Per la LIPU quello del bracconaggio è un fenomeno preoccupante che non può che confermare quello che la stessa Associazione va sostenendo da tempo, ovvero come aree del nostro paese siano tutt’ora letteralmente imperversate dai bracconieri. In particolare, secondo la LIPU, si tratta delle piccole isole, alcune zone del bresciano, della Sardegna e della Calabria. Tutte zone ancora caratterizzate dalla massiccia presenza dei bracconieri e criminali contro l’ambiente. Una situazione che per la LIPU non può più essere tollerata.

Testimoniamo vivo apprezzamento e riconoscenza – dichiara Fulvio Mamone Capria, presidente LIPU-BirdLife Italia – allo straordinario lavoro delle donne e degli uomini del Corpo Forestale e contemporaneamente sentiamo di dover rilanciare con decisione la necessità che il Corpo sia rafforzato, in termini di personale e risorse economiche“.

Per il Presidente della LIPU occorre che il Ministro Catania si faccia interprete verso il Governo di una esigenza che è senz’altro inderogabile.
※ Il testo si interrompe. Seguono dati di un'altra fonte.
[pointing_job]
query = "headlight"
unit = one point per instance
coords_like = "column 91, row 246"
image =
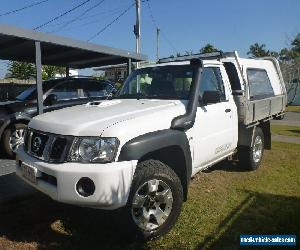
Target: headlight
column 93, row 150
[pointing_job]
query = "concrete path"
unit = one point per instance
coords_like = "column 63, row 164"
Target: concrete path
column 290, row 119
column 285, row 138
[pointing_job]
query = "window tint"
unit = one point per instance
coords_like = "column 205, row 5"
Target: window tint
column 211, row 81
column 259, row 83
column 163, row 82
column 66, row 90
column 94, row 88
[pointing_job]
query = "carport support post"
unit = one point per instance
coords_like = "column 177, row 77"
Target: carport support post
column 129, row 66
column 39, row 87
column 67, row 71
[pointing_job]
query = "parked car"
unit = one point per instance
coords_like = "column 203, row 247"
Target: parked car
column 58, row 93
column 139, row 151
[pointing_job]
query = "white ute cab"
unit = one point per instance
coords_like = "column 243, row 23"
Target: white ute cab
column 139, row 150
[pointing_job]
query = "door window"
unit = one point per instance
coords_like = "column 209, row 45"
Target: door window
column 211, row 80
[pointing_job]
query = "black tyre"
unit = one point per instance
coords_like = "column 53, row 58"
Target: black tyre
column 12, row 138
column 250, row 157
column 155, row 200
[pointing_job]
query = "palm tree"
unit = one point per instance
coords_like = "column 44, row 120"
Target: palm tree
column 20, row 70
column 208, row 48
column 258, row 50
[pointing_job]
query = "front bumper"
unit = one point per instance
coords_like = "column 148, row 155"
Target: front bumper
column 112, row 181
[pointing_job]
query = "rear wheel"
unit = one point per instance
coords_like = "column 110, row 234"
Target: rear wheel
column 251, row 157
column 155, row 200
column 13, row 137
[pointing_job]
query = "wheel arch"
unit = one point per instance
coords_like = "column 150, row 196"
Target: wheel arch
column 169, row 146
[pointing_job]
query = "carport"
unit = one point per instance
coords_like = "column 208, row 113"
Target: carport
column 46, row 49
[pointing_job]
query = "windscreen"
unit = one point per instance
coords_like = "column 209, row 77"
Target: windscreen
column 162, row 82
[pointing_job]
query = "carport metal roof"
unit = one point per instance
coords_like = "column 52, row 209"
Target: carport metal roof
column 19, row 45
column 41, row 48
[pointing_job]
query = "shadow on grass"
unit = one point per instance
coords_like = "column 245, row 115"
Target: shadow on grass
column 36, row 218
column 258, row 213
column 228, row 166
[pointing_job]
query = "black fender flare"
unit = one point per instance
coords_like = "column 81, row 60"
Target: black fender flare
column 139, row 146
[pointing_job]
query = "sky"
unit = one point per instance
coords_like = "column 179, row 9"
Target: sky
column 186, row 25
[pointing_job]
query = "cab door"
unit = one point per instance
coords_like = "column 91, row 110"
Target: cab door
column 213, row 130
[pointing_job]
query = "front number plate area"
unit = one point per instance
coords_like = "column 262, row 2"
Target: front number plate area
column 29, row 173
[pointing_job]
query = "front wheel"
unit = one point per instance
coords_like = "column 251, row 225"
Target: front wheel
column 250, row 157
column 155, row 200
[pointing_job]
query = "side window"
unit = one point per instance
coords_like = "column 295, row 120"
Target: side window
column 212, row 81
column 259, row 84
column 65, row 90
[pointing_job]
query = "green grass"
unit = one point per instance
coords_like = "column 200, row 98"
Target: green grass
column 223, row 203
column 293, row 109
column 285, row 130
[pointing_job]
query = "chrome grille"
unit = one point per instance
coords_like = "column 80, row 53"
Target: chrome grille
column 47, row 147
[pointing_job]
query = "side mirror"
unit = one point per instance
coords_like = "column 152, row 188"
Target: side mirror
column 210, row 97
column 50, row 99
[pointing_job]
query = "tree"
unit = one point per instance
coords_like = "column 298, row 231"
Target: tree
column 290, row 67
column 259, row 50
column 296, row 47
column 188, row 53
column 208, row 48
column 49, row 71
column 20, row 70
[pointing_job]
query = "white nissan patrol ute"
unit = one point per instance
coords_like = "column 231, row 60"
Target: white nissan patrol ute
column 139, row 150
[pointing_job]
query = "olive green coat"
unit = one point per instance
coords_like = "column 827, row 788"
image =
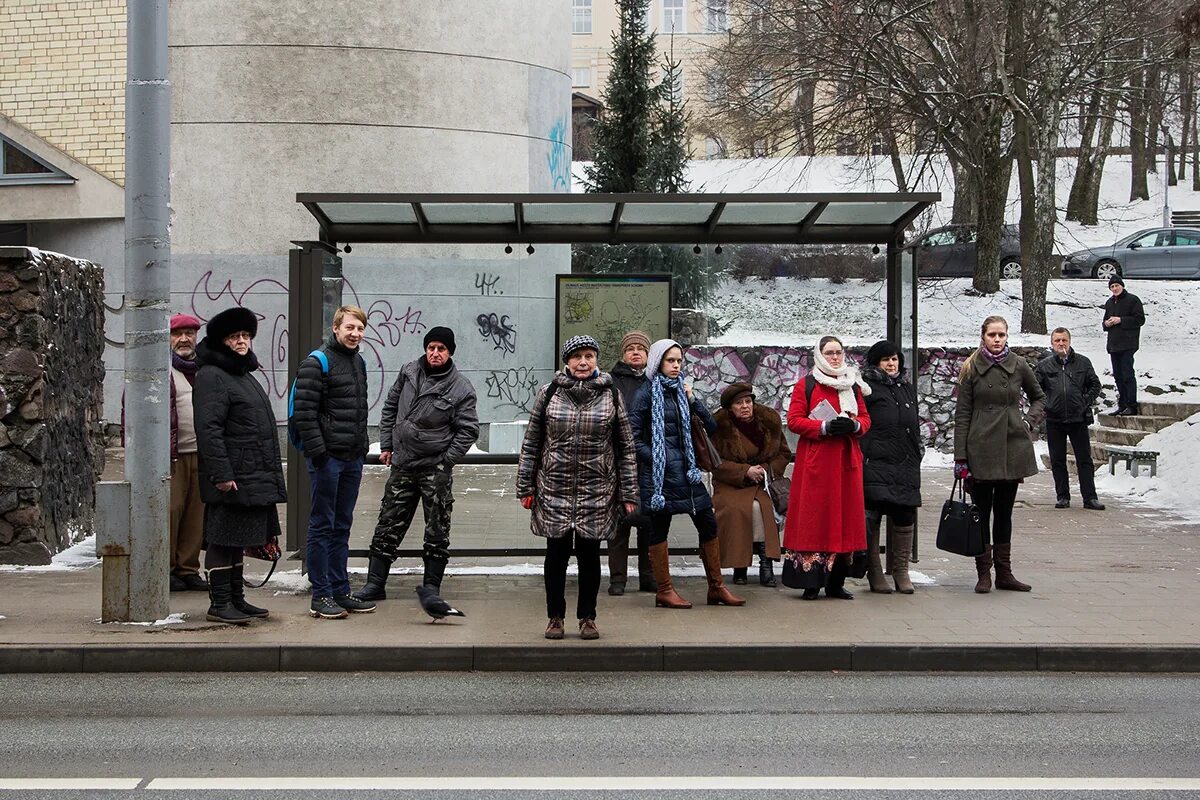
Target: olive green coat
column 990, row 432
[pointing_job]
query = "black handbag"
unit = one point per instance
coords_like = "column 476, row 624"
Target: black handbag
column 960, row 529
column 798, row 575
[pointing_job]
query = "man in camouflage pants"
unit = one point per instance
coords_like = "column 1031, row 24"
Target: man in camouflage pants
column 429, row 423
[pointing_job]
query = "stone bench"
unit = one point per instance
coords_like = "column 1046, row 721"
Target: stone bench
column 1133, row 458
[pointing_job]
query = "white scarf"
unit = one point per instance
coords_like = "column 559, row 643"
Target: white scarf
column 841, row 379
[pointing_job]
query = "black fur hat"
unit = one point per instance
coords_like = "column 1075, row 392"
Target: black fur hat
column 231, row 320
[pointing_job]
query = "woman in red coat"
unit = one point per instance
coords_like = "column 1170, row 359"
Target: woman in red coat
column 825, row 511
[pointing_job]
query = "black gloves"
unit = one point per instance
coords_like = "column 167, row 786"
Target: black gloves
column 841, row 426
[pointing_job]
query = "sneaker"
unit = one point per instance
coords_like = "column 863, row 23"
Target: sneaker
column 325, row 608
column 353, row 605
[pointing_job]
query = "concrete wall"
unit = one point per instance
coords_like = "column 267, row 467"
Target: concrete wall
column 285, row 96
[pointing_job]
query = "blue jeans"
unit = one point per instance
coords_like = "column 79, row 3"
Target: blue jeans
column 335, row 489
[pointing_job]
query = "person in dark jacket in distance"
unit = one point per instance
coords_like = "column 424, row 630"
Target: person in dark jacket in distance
column 240, row 468
column 670, row 482
column 892, row 453
column 629, row 376
column 576, row 473
column 1123, row 318
column 429, row 423
column 330, row 414
column 1072, row 386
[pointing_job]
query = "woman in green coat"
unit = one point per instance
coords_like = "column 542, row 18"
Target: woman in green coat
column 994, row 444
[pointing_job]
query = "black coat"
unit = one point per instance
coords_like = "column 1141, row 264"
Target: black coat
column 681, row 495
column 235, row 432
column 892, row 449
column 1126, row 334
column 1071, row 388
column 628, row 382
column 330, row 409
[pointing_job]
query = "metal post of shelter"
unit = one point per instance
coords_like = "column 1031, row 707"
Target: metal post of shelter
column 315, row 293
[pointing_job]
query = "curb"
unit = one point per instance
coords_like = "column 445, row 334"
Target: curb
column 589, row 657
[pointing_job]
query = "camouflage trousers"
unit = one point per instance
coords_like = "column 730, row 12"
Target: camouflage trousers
column 433, row 488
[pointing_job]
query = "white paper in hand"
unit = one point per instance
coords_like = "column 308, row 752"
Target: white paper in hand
column 823, row 411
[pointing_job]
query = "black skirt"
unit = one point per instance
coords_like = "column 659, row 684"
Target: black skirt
column 240, row 525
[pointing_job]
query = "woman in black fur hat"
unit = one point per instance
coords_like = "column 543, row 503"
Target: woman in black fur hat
column 241, row 473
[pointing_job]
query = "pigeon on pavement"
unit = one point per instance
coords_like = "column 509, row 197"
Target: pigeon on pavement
column 435, row 606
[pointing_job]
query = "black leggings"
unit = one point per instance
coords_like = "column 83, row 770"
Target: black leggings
column 995, row 500
column 558, row 554
column 220, row 557
column 660, row 525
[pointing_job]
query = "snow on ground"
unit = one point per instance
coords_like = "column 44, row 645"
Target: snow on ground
column 1175, row 486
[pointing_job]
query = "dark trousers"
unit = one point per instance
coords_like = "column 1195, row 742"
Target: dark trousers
column 1057, row 433
column 335, row 489
column 995, row 500
column 660, row 525
column 587, row 555
column 433, row 488
column 1126, row 379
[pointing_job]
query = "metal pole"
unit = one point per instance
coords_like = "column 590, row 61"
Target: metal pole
column 147, row 301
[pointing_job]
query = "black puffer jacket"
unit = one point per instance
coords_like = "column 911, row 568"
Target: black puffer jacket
column 330, row 409
column 1126, row 334
column 892, row 449
column 681, row 495
column 1071, row 388
column 235, row 432
column 628, row 382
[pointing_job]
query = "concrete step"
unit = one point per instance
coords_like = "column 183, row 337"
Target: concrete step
column 1104, row 434
column 1145, row 422
column 1165, row 408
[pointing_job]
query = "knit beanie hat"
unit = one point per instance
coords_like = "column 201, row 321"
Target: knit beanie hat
column 582, row 342
column 634, row 337
column 179, row 322
column 658, row 350
column 439, row 334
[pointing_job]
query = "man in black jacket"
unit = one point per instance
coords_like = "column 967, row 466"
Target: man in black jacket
column 330, row 415
column 429, row 423
column 629, row 376
column 1123, row 318
column 1072, row 386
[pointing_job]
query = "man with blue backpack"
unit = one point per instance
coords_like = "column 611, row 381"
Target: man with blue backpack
column 328, row 421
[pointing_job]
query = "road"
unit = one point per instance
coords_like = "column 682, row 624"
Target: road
column 604, row 735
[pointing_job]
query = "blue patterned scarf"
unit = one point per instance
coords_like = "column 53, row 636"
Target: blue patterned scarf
column 659, row 439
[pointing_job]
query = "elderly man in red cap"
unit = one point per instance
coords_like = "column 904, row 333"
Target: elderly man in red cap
column 186, row 510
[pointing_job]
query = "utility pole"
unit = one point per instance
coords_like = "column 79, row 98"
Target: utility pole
column 135, row 572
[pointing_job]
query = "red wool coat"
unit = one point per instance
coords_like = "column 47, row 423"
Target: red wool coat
column 825, row 510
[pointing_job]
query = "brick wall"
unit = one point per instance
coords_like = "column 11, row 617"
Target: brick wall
column 63, row 76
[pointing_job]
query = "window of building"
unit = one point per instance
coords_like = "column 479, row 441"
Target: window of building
column 717, row 17
column 673, row 12
column 581, row 16
column 19, row 166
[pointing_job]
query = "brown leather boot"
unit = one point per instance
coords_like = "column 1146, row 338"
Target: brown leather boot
column 874, row 566
column 901, row 536
column 983, row 566
column 666, row 595
column 718, row 595
column 1005, row 577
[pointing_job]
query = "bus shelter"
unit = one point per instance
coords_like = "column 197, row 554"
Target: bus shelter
column 345, row 220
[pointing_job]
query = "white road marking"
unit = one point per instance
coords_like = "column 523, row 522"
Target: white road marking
column 683, row 783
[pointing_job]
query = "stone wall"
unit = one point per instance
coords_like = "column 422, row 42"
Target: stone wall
column 774, row 370
column 52, row 377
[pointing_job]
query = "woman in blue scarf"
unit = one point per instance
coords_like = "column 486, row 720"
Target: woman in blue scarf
column 669, row 479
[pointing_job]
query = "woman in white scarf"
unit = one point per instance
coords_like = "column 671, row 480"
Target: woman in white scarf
column 826, row 518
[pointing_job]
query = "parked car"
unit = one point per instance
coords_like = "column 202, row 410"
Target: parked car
column 949, row 252
column 1152, row 253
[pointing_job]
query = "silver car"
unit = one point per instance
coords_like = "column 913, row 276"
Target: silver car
column 1152, row 253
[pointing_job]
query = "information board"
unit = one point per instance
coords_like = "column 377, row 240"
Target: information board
column 609, row 306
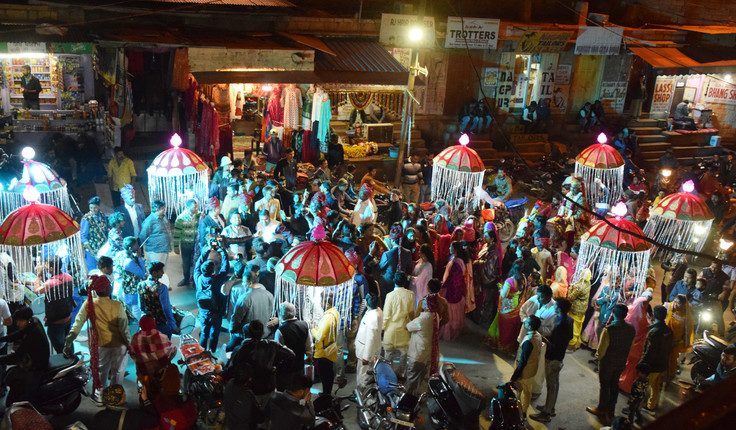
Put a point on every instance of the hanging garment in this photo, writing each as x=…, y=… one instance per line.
x=292, y=101
x=324, y=121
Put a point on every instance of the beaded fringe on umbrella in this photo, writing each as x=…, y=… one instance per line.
x=309, y=301
x=676, y=233
x=25, y=259
x=453, y=185
x=175, y=190
x=631, y=266
x=60, y=198
x=612, y=179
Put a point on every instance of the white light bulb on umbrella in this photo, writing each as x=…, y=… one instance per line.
x=28, y=153
x=175, y=140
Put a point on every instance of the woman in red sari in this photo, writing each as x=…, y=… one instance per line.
x=637, y=317
x=454, y=290
x=506, y=325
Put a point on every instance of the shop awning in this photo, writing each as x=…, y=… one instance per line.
x=358, y=61
x=665, y=58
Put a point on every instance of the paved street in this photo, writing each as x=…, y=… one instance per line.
x=579, y=383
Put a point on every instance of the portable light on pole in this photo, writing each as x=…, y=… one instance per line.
x=416, y=35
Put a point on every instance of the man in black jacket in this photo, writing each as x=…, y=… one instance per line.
x=613, y=350
x=295, y=335
x=263, y=356
x=31, y=357
x=656, y=353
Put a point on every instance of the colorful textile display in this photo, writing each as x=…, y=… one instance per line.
x=601, y=165
x=33, y=233
x=681, y=220
x=604, y=247
x=53, y=190
x=308, y=270
x=177, y=175
x=457, y=171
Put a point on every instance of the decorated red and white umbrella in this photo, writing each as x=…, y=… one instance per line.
x=681, y=220
x=601, y=165
x=310, y=269
x=32, y=234
x=51, y=188
x=456, y=172
x=177, y=175
x=604, y=249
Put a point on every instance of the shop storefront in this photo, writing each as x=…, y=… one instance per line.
x=349, y=92
x=66, y=101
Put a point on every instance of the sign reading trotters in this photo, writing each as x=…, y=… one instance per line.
x=662, y=96
x=599, y=41
x=471, y=33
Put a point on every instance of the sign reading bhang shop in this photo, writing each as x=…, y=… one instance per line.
x=395, y=30
x=471, y=33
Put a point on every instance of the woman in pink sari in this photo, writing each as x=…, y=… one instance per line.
x=455, y=290
x=637, y=317
x=506, y=325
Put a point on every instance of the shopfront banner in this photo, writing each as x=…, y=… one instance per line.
x=395, y=30
x=70, y=48
x=543, y=41
x=720, y=92
x=613, y=94
x=23, y=47
x=472, y=33
x=599, y=41
x=662, y=96
x=564, y=73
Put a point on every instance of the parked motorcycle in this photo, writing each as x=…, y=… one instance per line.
x=328, y=411
x=505, y=410
x=707, y=353
x=385, y=404
x=453, y=401
x=62, y=385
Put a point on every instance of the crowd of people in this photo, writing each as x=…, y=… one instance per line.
x=439, y=263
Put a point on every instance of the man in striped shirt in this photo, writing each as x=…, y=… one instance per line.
x=185, y=237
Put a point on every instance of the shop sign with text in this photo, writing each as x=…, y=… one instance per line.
x=662, y=96
x=471, y=33
x=395, y=30
x=543, y=41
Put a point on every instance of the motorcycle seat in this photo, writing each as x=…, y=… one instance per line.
x=58, y=363
x=513, y=203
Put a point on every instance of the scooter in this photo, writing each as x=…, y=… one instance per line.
x=707, y=353
x=453, y=401
x=385, y=404
x=62, y=385
x=505, y=410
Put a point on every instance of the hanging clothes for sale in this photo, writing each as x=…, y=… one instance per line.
x=275, y=108
x=291, y=98
x=307, y=111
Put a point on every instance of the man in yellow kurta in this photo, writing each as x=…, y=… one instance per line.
x=120, y=171
x=325, y=342
x=398, y=310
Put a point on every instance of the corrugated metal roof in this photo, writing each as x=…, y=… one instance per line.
x=259, y=3
x=666, y=58
x=356, y=55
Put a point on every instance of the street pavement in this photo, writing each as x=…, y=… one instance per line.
x=486, y=369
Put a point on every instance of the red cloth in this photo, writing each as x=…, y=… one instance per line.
x=151, y=350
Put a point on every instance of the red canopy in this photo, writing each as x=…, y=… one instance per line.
x=36, y=224
x=460, y=158
x=605, y=236
x=315, y=263
x=600, y=156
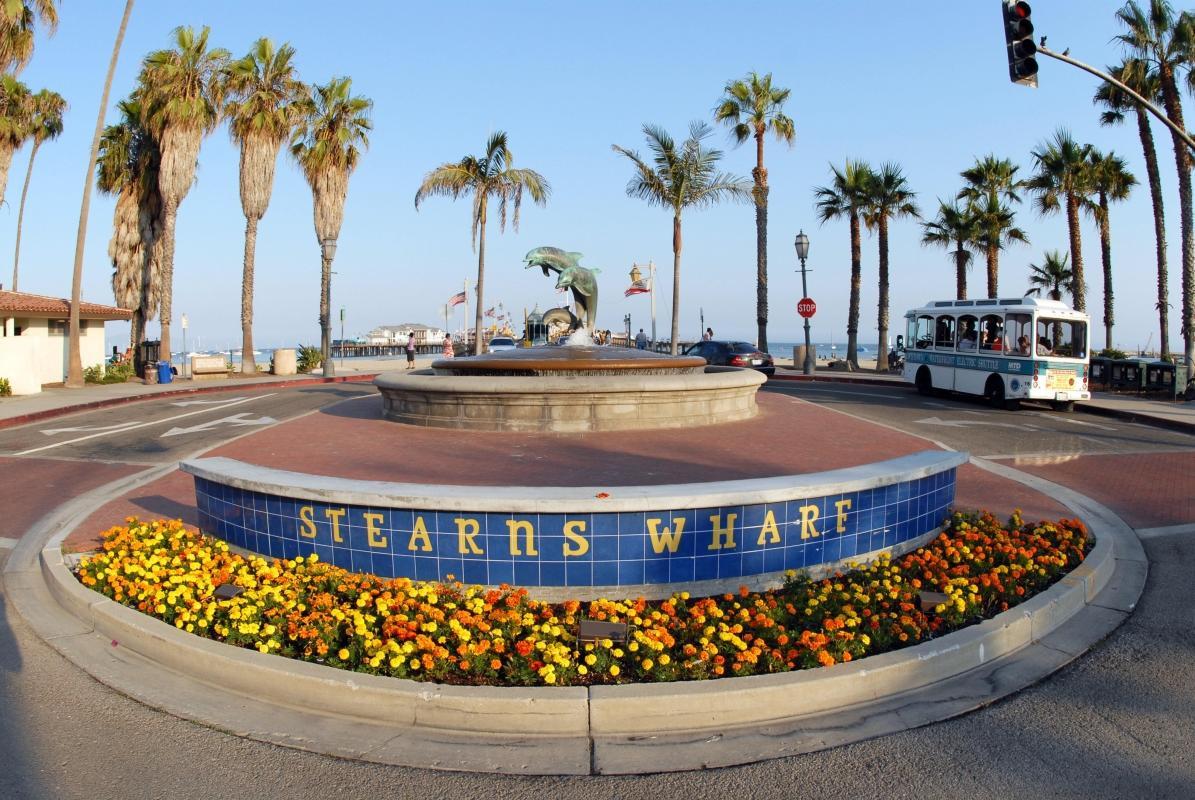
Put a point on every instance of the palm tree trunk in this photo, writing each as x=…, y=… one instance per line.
x=676, y=246
x=1159, y=227
x=1079, y=285
x=1105, y=254
x=74, y=370
x=852, y=321
x=20, y=215
x=247, y=364
x=882, y=319
x=1172, y=102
Questo anche alla luce dell’importante ruolo che l’Italia ricopre a livello internazionale sotto il profilo della migrazione degli uccelli, della presenza di biodiversità e della bellezza di natura e paesaggio. Una esigenza, quella di un maggiore intervento utile a contrastare il fenomeno, che è stata condivisa, sempre secondo la LIPU, anche dagli stessi dirigenti del Corpo Forestale dello Stato.